Geopolitik Energi di Laut Cina Selatan Jadi Kekuatan Diplomasi

ANP • Monday, 22 Jun 2020 - 11:35 WIB

JAKARTA - Purnomo Yusgiantoro Center (PYC) mengadakan serangkaian acara seminar daring (webinar) untuk memperingati ulang tahun yang ke-4. Webinar kali ini adalah webinar kedua yang dilakukan oleh PYC dan disiarkan langsung melalui saluran YouTube resmi PYC pada hari Sabtutanggal 20 Juni 2020 pukul 13.00-15.00 WIB.

Tema webinar ini adalah Geopolitik Energi di Laut Cina Selatan: Kekuatan Diplomasi dengan tiga orang narasumber yaitu Jendral TNI (Purn.) Dr. Moeldoko (Panglima TNI 2013-2014 & Wakil Gubernur Lemhannas 2011-2013), Muhammad Lutfi (Menteri Perdagangan 2014 & Duta Besar Indonesia untuk Jepang dan Federasi Micronesia 2010-2013), dan Andi Widjajanto, Ph.D. (Dosen FISIP UI & Menteri Sekretaris Kabinet Kerja 2014-2015), serta berperan sebagai moderator adalah Dr.Alexander Wibowo (Dewan Pengawas PYC dan juga Dosen Hukum Universitas Pelita harapan).

Acara diawali dengan sambutan singkat oleh chairperson PYC, Filda C. Yusgiantoro, Ph.D,yang juga mengumumkan pemenang lomba “PYC 4th Anniversary Paper Competition 2020” dan menginformasikan wajah baru website PYC (https://www.purnomoyusgiantorocenter.org/).

Pendiri PYC & Pionir Universitas Pertahanan Indonesia, Prof. Purnomo Yusgiantoro, Ph.D. menyinggung bahwa saat ini situasi geopolitik di Laut Cina Selatan semakin panas. Ada tiga kapal induk dari Amerika Serikat yang diturunkan dan Cina sendiri juga telah menggelar beberapa kapal perang. Situasi seperti ini hendaknya diselesaikan dengan soft power atau dengan jalan diplomasi. Indonesia sebenarnya tidak terlibat langsung seperti enam negara yang berkonflik mengenai wilayah kedaulatan. Namun, kita dekat sekali dengan dengan wilayah yang bersinggungan. “Seperti kita ketahui di Laut Natuna terdapat lapangan gas terbesar di pasifik. Pemerintah mulai mengantisipasi dengan hard power, gelar kekuatan pertahanan di Laut Natuna,” kata Purnomo.
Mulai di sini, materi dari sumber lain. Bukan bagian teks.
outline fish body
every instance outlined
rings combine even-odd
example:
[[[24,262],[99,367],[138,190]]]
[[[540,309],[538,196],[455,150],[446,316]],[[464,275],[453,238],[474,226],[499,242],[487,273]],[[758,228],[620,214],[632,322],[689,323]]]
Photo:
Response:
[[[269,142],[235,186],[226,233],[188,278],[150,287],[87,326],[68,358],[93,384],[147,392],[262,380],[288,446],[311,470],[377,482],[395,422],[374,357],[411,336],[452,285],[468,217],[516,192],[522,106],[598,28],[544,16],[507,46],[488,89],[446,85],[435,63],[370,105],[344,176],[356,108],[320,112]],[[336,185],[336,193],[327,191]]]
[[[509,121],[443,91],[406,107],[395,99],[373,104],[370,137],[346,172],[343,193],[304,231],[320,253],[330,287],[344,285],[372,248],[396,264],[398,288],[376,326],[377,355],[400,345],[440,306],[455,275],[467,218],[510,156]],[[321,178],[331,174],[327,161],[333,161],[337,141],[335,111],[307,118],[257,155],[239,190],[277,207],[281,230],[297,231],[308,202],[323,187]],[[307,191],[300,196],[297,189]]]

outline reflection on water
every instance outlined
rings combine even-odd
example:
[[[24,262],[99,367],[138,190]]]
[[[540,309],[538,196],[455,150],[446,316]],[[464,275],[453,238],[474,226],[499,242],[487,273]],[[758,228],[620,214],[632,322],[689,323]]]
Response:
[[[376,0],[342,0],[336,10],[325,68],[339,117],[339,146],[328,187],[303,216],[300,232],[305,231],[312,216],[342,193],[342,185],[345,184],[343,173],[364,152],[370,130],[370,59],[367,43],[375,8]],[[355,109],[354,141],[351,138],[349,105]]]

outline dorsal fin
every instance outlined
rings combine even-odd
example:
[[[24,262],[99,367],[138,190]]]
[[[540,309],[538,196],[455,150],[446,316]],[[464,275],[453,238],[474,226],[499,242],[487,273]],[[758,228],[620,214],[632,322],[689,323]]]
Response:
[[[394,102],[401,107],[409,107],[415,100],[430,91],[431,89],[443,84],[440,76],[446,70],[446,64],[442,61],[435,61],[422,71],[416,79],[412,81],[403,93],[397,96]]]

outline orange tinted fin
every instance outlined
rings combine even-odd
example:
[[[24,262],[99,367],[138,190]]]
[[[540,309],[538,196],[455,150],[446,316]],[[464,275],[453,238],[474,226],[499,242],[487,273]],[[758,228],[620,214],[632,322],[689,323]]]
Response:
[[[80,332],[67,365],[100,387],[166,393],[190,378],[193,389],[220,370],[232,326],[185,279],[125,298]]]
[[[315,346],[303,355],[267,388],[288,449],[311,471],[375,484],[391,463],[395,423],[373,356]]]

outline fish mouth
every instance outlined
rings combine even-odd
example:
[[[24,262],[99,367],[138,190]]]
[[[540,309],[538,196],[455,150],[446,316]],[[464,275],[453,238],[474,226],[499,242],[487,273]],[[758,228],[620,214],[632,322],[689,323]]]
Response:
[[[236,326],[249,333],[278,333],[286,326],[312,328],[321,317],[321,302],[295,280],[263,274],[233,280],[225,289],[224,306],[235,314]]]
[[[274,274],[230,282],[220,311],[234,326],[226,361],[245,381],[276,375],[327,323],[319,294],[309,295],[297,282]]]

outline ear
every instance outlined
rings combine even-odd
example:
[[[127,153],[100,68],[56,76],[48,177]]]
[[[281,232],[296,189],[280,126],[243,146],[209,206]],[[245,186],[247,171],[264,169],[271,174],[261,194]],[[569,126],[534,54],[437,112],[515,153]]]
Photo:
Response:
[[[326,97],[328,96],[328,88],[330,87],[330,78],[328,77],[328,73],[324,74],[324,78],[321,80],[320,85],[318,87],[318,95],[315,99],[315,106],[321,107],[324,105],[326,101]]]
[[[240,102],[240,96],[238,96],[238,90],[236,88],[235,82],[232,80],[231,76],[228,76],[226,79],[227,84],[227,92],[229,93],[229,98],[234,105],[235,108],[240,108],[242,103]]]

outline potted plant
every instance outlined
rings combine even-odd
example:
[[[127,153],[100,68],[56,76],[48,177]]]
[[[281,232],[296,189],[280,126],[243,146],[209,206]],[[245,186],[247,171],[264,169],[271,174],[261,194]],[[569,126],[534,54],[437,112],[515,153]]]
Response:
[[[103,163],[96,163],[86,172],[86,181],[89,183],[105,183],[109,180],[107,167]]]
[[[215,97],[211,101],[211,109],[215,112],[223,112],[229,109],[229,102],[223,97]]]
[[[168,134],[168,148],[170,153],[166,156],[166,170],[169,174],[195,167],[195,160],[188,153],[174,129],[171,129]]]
Sementara itu Mantan Panglima TNI Moeldoko, mengawali paparannya dalam webinar ini adalah opini pribadi beliau didasari pengalaman dan pengetahuannya sebagai mantan panglima TNI, bukan sebagai Kepala Staf Kepresidenan (KSP). Ia kemudian merekonstruksi sejarah perang dunia ke-II yang kemudian dikaitkan dengan keadaan konflik yang terjadi di Laut Cina Selatan.

Sedangkan Muhammad Lutfi mengatakan, bahwa dengan politik bebas aktif, Indonesia memiliki nilai tambah tersendiri dengan memanfaatkan peran diplomasi. Indonesia bisa tetap netral dengan mengedepankan dialog dan keterbukaan. “Posisi Indonesia menjadi Center of Gravity karena tidak memilih salah satu konsep Open and Free Indo Pacific dari Amerika Serikat ataupun Belt Road Initiative dari Cina,” ujarnya.
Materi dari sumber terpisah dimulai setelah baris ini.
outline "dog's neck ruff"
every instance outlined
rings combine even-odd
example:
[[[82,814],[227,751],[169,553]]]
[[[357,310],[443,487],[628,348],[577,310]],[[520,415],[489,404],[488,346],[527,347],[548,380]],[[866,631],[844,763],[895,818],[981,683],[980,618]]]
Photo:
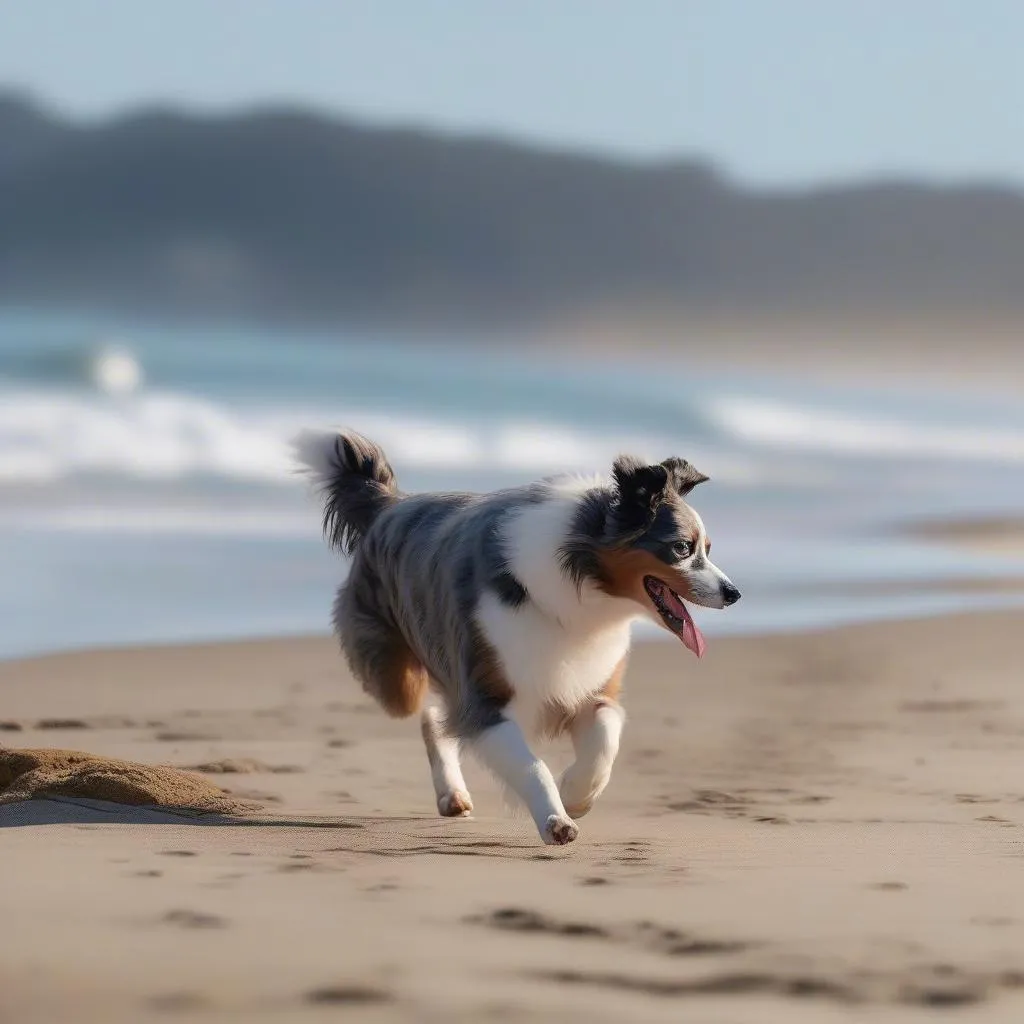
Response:
[[[523,600],[570,633],[602,633],[638,618],[633,602],[602,593],[593,579],[575,579],[566,571],[565,544],[578,529],[585,482],[561,485],[542,502],[518,509],[504,526],[510,580]],[[506,602],[510,603],[510,602]]]

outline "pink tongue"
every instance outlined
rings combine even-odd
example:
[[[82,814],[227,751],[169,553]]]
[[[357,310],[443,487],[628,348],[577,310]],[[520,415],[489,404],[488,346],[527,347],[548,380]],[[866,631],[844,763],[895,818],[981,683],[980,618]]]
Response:
[[[704,657],[704,634],[697,628],[697,623],[690,618],[689,612],[683,619],[682,640],[698,658]]]
[[[704,657],[704,634],[697,628],[697,623],[693,621],[693,616],[690,615],[690,610],[683,604],[682,601],[676,600],[675,594],[671,591],[666,593],[666,604],[672,610],[673,614],[677,619],[683,620],[683,632],[680,639],[683,643],[691,650],[698,658]]]

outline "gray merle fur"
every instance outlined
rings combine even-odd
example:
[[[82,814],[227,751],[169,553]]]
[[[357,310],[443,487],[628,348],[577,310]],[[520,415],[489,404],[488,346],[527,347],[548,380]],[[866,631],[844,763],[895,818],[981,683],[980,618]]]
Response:
[[[353,556],[334,603],[342,650],[375,694],[375,677],[408,649],[443,691],[448,728],[473,735],[496,724],[503,706],[478,678],[487,661],[474,621],[480,596],[490,591],[513,608],[529,600],[509,570],[500,526],[549,488],[400,496],[383,453],[360,442],[340,437],[325,486],[329,535]]]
Pemaparan terakhir disampaikan oleh Andi Widjajanto yang menjelaskan kondisi di Laut Cina Selatan dilihat dari 3 variabel, yaitu modernisasi persenjataan, keamanan energi, dan transisi hegemoni.

Pada akhir acara, Alexander Wibowo, selaku moderator, menyimpulkan paparan ketiga narasumber dan peran Indonesia pada konflik ini. Indonesia memiliki posisi yang strategis karena baik Amerika Serikat maupun Cina sangat membutuhkan peran Indonesia.
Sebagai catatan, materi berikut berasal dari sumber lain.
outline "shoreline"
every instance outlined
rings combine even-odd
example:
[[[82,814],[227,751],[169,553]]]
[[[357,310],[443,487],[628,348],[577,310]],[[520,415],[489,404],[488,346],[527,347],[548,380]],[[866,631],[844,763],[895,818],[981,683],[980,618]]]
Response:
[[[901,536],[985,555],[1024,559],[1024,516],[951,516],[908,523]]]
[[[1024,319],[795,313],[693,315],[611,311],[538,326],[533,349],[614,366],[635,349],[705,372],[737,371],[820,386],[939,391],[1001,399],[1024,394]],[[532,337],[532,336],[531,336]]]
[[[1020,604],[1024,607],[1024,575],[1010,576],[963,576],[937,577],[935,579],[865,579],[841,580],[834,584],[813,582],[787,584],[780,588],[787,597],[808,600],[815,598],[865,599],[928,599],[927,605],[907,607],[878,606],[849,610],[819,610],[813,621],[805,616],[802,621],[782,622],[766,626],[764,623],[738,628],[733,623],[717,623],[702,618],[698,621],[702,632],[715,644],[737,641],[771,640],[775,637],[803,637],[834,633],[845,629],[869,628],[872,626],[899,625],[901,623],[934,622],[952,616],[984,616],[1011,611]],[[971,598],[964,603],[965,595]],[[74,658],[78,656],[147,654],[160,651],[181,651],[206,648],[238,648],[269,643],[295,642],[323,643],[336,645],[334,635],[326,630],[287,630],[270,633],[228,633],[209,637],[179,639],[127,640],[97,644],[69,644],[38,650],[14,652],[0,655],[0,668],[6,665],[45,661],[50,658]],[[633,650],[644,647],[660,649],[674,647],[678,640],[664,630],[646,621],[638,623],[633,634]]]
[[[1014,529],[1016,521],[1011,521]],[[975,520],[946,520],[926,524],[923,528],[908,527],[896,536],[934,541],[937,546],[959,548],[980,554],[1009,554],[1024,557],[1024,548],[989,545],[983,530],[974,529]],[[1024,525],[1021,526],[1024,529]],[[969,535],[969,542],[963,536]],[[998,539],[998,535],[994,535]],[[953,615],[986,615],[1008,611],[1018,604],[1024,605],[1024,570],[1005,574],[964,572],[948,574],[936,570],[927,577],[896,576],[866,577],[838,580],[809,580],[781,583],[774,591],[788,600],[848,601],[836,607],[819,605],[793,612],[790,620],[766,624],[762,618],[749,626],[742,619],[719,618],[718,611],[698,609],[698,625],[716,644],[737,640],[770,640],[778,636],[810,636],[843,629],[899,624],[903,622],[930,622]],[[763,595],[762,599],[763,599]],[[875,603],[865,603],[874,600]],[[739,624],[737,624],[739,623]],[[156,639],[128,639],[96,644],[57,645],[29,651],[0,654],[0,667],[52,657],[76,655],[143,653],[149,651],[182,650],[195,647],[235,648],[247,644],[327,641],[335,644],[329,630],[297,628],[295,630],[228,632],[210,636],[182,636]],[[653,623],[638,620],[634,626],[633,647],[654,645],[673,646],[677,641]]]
“Indonesia dapat mengambil keuntungan dengan meningkatkan investasi melalui pendekatan diplomasi khususnya diplomasi energi untuk meningkatkan keamanan dan ketahanan energi Indonesia, secara khusus, pengelolaan energi di wilayah perbatasan Indonesia seperti di Natuna,” tambahnya. (ANP)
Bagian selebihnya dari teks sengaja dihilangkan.